Трудный переход - Страница 149
Много воды утекло с тех пор.
Нет уже и Демьяна…
В этот яркий день весны думать о смерти было особенно горестно. Тогда, узнав о гибели Лопатина, Трухин сам бросился в тайгу ловить убийц. Как после стало известно, около Демьяна постоянно был тот парень, что приходил однажды к нему вместе с Лопатиным в Имане. Парень оказался в одной шайке с бандитами…
"Доверился, Демьян, доверился…" На какую-то важную для него долю времени, может быть увлекая чем-то Демьяна, что-то отвело ему глаза от опасности. И вот погиб.
Трухин выяснил всю историю отношении Демьяна и Генки, Генки и Егора Веретенникова. Сибирский мужик вчера уехал домой. "Ну что, Веретенников, прошла твоя обида?" — спрашивал его на прощанье Трухин. "Прошла", — просто ответил Веретенников. Теперь этому можно было поверить. Сибиряк гнался за бандитами после убийства Демьяна, следил, куда они пойдут.
"Обида, конечно, чувство неприятное, — говорил Веретенникову Трухин. — И обижаться человеку можно, да только помнить, что все мы в одном доме живём, в России Можно и пообижаться и даже поссориться между собой, но чтобы эта ссора нашему государству вреда не нанесла, — вот в чём вся штука…"

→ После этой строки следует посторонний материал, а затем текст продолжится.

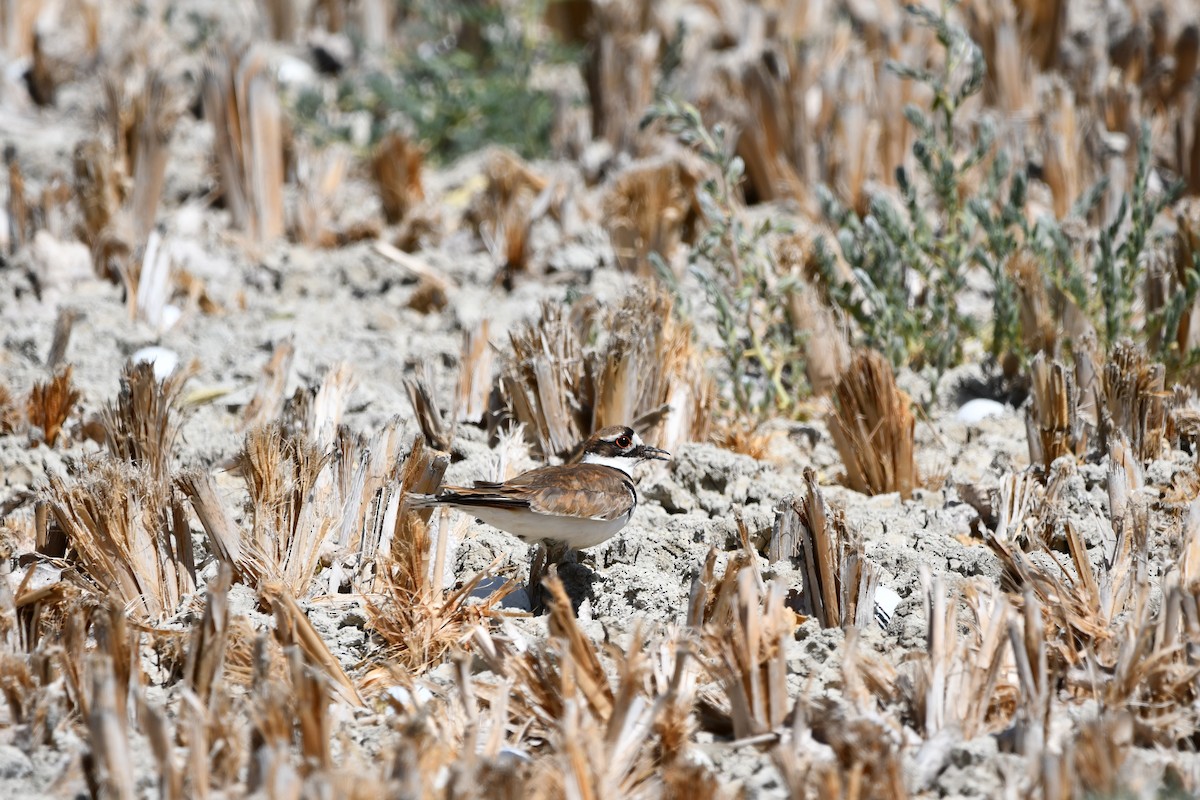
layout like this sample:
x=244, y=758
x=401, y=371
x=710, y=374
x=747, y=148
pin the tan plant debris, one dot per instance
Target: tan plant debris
x=51, y=403
x=873, y=427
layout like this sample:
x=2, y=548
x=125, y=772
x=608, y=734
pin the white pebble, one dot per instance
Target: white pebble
x=165, y=361
x=977, y=410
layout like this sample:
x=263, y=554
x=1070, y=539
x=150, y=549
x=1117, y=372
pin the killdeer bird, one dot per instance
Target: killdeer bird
x=571, y=506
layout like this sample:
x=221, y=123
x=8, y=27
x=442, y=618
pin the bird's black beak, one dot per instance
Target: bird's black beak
x=653, y=453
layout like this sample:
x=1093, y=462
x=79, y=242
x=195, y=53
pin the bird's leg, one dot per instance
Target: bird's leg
x=544, y=564
x=537, y=572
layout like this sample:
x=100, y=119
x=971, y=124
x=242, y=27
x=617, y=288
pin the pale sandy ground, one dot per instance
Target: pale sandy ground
x=351, y=305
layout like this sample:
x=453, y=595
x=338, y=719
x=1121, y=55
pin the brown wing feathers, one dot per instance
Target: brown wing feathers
x=564, y=491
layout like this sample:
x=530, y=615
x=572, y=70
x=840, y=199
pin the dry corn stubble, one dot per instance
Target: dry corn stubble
x=873, y=427
x=562, y=390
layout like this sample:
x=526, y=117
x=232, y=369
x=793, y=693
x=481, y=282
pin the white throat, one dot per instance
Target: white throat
x=617, y=462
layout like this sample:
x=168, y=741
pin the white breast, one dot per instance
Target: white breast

Теперь, вспоминая эти свои слова, Трухин думал, что он мог и не говорить их Веретенникову…
Неслышно подошла сзади и положила ему на плечи полные мягкие руки Полина Фёдоровна. Округлое лицо её было спокойно. Лишь в серых больших глазах таились лукавые смешинки, когда она взглядывала на мужа.
— Ты что здесь делаешь? — спросила она.
Трухин молча подал ей газету.
Лукавые смешинки исчезли из глаз Полины Фёдоровны.

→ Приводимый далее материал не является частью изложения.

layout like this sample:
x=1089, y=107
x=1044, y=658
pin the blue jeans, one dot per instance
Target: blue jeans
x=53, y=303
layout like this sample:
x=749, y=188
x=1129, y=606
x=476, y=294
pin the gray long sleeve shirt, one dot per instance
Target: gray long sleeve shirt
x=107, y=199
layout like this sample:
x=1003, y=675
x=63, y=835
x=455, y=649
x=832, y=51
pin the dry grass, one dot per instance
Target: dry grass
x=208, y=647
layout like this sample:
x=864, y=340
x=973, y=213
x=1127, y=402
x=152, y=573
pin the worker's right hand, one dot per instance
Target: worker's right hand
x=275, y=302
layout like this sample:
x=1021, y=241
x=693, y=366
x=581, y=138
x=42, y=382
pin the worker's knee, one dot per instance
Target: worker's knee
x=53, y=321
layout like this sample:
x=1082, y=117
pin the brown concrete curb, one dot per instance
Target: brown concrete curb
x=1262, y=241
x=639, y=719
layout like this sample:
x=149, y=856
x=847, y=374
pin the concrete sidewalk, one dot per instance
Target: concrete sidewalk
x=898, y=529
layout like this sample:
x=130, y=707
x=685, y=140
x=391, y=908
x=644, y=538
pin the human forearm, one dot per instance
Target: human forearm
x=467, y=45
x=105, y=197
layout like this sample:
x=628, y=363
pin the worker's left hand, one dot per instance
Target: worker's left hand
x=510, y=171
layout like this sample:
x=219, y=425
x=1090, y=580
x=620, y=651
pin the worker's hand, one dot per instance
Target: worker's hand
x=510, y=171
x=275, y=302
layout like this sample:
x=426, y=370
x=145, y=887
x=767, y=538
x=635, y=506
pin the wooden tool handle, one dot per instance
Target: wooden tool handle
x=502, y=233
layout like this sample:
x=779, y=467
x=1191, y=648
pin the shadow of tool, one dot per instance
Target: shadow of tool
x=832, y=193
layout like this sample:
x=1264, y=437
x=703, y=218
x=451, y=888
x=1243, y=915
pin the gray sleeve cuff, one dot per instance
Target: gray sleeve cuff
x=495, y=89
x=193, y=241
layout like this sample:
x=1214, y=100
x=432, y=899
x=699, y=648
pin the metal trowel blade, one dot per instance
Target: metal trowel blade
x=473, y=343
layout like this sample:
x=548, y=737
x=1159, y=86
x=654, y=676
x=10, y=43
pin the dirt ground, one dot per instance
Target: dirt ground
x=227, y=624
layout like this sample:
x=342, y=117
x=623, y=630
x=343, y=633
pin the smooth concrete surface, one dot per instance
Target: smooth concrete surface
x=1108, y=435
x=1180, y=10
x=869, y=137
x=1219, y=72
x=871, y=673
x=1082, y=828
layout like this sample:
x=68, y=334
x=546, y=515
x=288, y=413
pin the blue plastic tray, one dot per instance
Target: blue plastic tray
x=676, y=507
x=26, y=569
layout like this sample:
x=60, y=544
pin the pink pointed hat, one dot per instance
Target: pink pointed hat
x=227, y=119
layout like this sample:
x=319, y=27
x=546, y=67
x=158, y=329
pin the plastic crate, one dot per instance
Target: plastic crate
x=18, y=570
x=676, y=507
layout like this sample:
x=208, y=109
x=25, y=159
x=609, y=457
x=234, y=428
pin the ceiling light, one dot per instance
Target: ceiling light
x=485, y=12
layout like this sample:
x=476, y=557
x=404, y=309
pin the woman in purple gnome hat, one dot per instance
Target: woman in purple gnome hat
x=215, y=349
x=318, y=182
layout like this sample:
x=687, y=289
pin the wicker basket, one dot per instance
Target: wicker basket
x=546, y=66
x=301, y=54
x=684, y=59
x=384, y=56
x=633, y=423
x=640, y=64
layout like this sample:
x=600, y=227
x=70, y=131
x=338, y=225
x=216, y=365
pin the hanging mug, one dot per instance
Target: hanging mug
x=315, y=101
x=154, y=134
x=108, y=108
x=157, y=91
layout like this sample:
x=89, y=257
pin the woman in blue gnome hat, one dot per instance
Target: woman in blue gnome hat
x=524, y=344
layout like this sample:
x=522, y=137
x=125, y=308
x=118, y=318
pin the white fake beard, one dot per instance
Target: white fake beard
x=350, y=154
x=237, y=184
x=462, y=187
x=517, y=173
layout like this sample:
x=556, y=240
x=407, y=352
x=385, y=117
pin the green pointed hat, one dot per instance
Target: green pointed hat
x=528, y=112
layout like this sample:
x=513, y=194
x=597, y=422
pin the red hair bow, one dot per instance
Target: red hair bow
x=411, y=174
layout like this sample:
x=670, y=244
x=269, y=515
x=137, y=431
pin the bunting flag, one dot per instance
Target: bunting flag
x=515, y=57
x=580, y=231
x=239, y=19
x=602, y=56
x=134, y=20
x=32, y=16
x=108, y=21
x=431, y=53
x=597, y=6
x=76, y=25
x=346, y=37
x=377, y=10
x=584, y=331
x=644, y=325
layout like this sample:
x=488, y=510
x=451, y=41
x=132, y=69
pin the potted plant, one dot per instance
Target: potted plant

— Да… — сказала она тихо, и скорбное выражение появилось на её лице.
Шумно вошли в ограду Сергей и Вера. На Вере было лёгкое светлое платье. Длинные руки Сергея на целую четверть вылезали из короткого и узкого пиджака. Увидев у Трухина газету, Сергей сказал с досадой:
— Не то, совсем не то, Степан Игнатьич! Ну что они старое поместили? Из архива вытащили! Вот теперь бы мне написать… Теперь бы я написал о Демьяне совсем по-другому! Да что! Тогда я только знал Демьяна, а теперь я его чувствую…

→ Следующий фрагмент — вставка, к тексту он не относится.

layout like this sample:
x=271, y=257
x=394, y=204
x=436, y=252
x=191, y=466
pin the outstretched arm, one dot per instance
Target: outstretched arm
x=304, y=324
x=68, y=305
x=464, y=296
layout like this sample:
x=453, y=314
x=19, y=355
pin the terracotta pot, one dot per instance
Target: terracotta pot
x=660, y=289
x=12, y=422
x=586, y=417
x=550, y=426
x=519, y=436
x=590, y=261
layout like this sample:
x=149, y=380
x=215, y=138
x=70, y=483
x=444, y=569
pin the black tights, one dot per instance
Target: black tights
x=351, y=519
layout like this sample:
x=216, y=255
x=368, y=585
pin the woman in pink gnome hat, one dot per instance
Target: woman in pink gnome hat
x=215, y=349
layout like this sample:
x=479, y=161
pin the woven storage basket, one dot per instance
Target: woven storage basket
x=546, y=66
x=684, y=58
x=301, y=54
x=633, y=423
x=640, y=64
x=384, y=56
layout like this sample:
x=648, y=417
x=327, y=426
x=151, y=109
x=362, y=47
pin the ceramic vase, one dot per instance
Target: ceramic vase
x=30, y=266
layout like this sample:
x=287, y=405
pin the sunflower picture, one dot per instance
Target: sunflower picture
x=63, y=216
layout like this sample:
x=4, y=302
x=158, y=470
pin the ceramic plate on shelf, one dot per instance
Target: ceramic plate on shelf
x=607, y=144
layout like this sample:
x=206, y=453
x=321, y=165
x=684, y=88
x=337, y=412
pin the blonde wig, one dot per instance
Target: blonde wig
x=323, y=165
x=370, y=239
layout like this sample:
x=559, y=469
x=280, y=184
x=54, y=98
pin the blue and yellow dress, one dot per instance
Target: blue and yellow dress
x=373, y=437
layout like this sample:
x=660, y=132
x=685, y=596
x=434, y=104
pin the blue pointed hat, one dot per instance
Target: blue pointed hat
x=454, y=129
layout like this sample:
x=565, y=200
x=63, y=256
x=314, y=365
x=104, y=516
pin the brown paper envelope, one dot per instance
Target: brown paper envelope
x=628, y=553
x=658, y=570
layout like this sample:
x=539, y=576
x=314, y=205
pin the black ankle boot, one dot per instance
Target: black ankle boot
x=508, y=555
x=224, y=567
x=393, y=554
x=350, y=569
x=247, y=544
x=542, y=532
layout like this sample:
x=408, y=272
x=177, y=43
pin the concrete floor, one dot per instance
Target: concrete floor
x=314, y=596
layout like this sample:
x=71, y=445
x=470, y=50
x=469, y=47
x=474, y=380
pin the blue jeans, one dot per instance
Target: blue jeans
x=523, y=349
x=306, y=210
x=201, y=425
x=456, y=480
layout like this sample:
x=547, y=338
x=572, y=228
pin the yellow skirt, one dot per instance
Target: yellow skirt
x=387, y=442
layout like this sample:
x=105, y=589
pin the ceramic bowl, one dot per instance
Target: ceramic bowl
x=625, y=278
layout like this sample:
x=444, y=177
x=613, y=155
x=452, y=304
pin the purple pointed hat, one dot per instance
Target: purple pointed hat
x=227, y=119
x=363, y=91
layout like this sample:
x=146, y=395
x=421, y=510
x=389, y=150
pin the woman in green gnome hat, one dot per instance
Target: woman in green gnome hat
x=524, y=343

— Напишешь, если поймёшь, и в новом очерке, не скроешь от людей ещё одно чувство, которое владело Демьяном…
— Мы знаем! — воскликнули Сергей и Вера. — Любовь! — И оба смутились.
— Да, это было не только храброе, но и любящее сердце…
— И это была облагораживающая душу любовь, — сказала Полина Фёдоровна. — А то ведь любовь-то бывает всякая…
При этих словах Вера вспыхнула, вспомнив свою любовную потяготу к Генке… Много раз она говорила себе, что это было благородное чувство, она хотела поднять человека до себя, сделать нашим… И даже виноватила себя, говоря, что была недостаточно решительна и если бы сумела больше повлиять — не ушёл бы Генка с этими… в волчье братство. Но при каждом воспоминании всё же ей становилось не по себе оттого, что в её чувство к этому мордатому парню примешивалось нечто постыдное, непроизносимое вслух… Но это прошло, прошло, как наваждение, и больше не вернётся!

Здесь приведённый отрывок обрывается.